Имперская политика, голая, лысая, отвратительная в своей простоте, лишенная всех духовных и культурных обличий, отсеченная от религии, станет достоянием хунты.
Стоило ли громить консерваторов, чтобы усвоить их политический букварь? Стоило ли консерваторам вырабатывать рафинированные формы идеологии, если ею воспользуются лидеры ОМОНа и спецназа?
У диктатуры есть мощные союзники. Это прослойка сверхбогачей и финансируемые ими радикальные демократы. Это социальный страх населения, управлять которым учит история тоталитаризме. Это Америка, чьи геополитические и экономические интересы воплощены в российских "реформах".
У диктатуры есть мощные противники. Это психологическое отторжение от нее большинства населения, ужаснувшегося пролитием русской крови. Это уцелевшие легальные оппозиционные движения, стремящиеся на декабрьских выборах ухватить частицу политической власти. Это экономика, обреченная на крах, на паралич, с массовыми увольнениями и стихийным социальным взрывом. Это техносфера, изношенная, аварийная, чреватая взрывами атомных станций, нефтепроводов и химических производств. Это и возможные "полевые командиры", готовые мстить за истребление своих товарищей.
Все это, вместе взятое, породит русский хаос, неизбежную, грядущую фазу распада, ощутимой вехой которого является расстрел Дома Советов.
Что же нам делать? Все то же извечное дело ума, сердца, совести. За эти “либеральные” годы, когда разрушалась страна, терялся потенциал развития, наводнялось химерами общественное сознание, мы, патриоты, сумели создать идеологическую капсулу, в которую заложили несколько продуктивных идей, связанных с будущим. Это накрепко запаянная капсула, попав в катастрофу, в страшную лавину, в тучу радиоактивной гари, сохранится. В ней содержится ген будущего развития Родины. "Русская идея", освоенная и понятая, прошедшая интенсивную дискуссию, в которой были заняты лучшие умы нашего времени, станет эскизом будущего возрождения.

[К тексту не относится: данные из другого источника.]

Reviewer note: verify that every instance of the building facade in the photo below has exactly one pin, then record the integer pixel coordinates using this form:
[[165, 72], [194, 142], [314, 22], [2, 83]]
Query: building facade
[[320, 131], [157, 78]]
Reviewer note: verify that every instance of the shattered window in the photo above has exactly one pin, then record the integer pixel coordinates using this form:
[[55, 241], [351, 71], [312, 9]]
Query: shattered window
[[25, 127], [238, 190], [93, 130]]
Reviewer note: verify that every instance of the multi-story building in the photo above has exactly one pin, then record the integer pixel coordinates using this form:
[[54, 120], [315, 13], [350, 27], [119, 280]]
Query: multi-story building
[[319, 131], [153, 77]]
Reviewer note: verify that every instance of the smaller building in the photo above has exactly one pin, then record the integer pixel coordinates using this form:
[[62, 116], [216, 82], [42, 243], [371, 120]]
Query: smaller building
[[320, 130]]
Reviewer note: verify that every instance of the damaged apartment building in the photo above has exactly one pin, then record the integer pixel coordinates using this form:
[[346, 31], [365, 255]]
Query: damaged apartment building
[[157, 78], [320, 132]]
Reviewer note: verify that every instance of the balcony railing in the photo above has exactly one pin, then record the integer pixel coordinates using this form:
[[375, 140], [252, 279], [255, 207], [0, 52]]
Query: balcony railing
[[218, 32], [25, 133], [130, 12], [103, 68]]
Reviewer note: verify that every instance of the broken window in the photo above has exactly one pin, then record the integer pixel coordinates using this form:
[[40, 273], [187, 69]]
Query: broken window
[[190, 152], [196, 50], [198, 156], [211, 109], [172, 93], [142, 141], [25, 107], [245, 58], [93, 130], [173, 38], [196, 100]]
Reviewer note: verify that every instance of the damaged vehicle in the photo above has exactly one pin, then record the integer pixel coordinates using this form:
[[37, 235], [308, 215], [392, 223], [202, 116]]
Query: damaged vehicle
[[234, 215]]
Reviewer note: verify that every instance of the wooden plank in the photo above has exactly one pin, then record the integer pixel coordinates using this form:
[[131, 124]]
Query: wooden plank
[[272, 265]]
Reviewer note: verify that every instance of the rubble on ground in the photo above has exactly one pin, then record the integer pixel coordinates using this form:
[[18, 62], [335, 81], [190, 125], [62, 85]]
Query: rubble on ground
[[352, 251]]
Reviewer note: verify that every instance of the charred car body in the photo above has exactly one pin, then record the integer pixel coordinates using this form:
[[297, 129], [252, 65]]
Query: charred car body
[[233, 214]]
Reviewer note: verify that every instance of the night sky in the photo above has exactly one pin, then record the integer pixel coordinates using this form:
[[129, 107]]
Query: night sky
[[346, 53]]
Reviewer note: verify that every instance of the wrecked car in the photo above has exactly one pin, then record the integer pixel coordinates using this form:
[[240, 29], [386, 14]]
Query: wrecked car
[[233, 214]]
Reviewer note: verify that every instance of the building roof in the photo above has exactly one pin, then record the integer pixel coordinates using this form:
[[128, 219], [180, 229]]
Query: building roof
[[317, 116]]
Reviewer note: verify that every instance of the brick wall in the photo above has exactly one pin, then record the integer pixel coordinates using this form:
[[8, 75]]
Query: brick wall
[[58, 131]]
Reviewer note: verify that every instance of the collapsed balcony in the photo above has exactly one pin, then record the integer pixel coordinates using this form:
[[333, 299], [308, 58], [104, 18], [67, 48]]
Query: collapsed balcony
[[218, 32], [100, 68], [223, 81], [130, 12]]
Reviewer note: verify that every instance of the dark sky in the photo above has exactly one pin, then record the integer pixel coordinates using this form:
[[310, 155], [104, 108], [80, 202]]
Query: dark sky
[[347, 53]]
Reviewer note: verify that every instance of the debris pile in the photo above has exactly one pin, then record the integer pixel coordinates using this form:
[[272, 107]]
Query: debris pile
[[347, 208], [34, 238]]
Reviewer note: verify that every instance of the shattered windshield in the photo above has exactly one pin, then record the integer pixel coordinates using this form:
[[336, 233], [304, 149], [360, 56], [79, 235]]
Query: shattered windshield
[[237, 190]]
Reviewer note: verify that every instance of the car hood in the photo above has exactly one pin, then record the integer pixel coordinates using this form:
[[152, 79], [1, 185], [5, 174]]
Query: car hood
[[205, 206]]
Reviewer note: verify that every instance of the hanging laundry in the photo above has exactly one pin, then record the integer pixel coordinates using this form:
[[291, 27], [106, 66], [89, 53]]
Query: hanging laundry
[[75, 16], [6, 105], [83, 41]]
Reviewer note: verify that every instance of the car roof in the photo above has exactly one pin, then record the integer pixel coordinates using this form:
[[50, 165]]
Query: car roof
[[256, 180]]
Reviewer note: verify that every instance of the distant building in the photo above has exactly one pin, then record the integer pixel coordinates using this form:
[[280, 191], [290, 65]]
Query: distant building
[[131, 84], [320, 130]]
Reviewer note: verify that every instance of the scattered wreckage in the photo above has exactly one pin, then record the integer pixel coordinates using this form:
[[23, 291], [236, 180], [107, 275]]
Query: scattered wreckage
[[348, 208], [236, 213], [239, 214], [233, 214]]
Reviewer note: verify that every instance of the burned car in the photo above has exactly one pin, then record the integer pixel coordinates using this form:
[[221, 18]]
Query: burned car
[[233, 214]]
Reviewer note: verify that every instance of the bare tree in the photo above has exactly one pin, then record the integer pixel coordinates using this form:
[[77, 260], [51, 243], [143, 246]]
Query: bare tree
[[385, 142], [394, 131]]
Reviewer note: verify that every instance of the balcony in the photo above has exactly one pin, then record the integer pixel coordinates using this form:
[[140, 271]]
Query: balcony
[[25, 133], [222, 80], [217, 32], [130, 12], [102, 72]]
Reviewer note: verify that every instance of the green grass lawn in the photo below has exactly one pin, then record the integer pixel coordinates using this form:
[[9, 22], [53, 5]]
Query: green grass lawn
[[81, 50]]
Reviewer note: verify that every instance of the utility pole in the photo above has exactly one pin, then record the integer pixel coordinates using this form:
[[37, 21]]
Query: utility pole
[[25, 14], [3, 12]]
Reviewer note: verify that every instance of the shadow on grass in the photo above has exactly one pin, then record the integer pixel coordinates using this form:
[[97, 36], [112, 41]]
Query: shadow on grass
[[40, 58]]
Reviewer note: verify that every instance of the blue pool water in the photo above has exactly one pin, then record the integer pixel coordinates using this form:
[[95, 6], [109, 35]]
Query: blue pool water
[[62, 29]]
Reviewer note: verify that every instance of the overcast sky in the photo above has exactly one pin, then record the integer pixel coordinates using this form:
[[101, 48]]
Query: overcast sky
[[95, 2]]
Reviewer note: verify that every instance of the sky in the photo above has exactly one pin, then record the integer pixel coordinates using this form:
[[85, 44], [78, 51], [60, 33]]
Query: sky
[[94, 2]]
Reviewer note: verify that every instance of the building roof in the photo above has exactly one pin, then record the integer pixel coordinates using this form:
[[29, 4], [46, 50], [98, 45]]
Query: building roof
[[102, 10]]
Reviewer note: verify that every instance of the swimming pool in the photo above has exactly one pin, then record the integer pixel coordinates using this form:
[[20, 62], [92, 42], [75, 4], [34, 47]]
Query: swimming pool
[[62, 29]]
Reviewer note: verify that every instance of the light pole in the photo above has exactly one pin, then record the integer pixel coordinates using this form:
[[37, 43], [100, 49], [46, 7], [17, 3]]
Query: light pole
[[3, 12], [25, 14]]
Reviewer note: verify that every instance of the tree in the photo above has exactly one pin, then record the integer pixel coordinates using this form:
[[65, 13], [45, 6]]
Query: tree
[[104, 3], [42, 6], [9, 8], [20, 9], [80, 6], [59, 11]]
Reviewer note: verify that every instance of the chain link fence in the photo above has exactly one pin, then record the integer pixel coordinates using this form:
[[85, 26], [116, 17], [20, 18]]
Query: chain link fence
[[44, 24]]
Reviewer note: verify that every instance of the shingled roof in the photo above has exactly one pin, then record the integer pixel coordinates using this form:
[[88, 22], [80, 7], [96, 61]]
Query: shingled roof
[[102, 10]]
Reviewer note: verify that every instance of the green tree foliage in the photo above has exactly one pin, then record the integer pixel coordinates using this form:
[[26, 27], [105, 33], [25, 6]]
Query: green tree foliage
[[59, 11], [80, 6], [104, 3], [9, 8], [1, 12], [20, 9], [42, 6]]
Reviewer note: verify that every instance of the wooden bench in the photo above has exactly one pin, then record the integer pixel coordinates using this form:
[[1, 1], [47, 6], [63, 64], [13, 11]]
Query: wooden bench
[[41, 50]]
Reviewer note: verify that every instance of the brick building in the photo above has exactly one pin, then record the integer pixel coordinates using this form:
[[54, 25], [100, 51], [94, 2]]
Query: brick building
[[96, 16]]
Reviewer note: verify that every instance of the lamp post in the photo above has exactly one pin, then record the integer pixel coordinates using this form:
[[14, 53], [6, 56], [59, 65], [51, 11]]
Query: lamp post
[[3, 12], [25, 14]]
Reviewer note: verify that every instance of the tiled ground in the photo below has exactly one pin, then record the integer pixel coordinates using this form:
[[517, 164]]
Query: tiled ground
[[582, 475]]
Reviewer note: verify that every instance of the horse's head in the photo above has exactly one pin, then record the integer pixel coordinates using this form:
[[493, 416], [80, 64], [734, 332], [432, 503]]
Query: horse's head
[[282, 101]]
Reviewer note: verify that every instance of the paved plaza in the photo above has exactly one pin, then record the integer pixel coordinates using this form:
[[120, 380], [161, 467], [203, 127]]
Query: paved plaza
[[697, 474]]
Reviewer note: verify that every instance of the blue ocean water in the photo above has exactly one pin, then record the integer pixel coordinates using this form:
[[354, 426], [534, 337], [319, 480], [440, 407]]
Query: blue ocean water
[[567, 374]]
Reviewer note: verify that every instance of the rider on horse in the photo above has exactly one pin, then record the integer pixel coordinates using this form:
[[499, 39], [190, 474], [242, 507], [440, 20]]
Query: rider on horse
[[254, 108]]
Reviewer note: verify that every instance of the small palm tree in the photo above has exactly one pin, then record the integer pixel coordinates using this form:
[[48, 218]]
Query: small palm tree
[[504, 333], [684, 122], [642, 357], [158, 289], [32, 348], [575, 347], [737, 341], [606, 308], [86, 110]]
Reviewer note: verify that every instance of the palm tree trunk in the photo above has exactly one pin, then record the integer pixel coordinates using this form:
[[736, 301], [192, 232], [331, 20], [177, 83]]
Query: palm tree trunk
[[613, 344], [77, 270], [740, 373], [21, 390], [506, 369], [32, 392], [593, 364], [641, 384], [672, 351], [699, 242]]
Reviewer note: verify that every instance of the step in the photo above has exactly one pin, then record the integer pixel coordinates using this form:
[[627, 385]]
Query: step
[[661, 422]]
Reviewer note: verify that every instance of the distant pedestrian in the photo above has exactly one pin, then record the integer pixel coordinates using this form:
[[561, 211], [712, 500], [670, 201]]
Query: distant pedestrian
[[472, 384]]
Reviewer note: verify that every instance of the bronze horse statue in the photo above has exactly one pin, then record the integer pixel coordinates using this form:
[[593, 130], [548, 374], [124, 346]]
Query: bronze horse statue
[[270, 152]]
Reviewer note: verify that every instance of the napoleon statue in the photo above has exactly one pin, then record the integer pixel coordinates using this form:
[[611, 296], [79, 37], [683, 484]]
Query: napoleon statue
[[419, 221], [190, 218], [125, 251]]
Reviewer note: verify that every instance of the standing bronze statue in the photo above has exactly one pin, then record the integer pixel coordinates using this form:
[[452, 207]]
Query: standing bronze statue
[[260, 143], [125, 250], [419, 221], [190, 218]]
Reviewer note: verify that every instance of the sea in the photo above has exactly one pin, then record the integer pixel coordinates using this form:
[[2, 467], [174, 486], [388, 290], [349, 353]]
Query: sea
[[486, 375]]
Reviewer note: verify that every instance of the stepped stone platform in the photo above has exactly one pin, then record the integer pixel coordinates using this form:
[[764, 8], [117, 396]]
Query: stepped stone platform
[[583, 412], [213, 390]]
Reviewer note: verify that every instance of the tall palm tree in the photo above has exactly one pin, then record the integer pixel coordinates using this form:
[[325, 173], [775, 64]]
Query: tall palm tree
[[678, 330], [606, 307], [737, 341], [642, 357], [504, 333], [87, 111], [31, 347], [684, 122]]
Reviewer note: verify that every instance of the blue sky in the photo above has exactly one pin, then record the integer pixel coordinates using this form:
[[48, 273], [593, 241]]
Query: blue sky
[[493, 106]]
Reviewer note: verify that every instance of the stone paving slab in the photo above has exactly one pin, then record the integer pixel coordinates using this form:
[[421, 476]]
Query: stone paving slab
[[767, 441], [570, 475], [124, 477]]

Постулаты этой "русской идеи" известны.
Россия должна быть огромной, соединив в себе пространства Евразии, давая этим пространствам осмысленное управление и гармонию.
Россия должна быть многонациональной. Русский этнос, взяв на себя главную роль управления и строительства, будет открыто взаимодействовать с другими народами, складываясь в братский союз.
Россия должна быть справедливой. Ее экономика, социальное устройство, институты власти будут воплощать не идею насилия и превосходства, а согласия и братства как фундаментальных законов человеческого бытия.
Россия останется религиозной страной, полагая смысл своей судьбы в высших божественных ценностях, стремясь к познанию Бога, открывая его в своем историческом творчестве.
Таковы мои мысли среди постылых осенних дней, на фоне закопченных стен парламента, среди цокающих затворов и тонких возженных свечей на могилах убитых товарищей.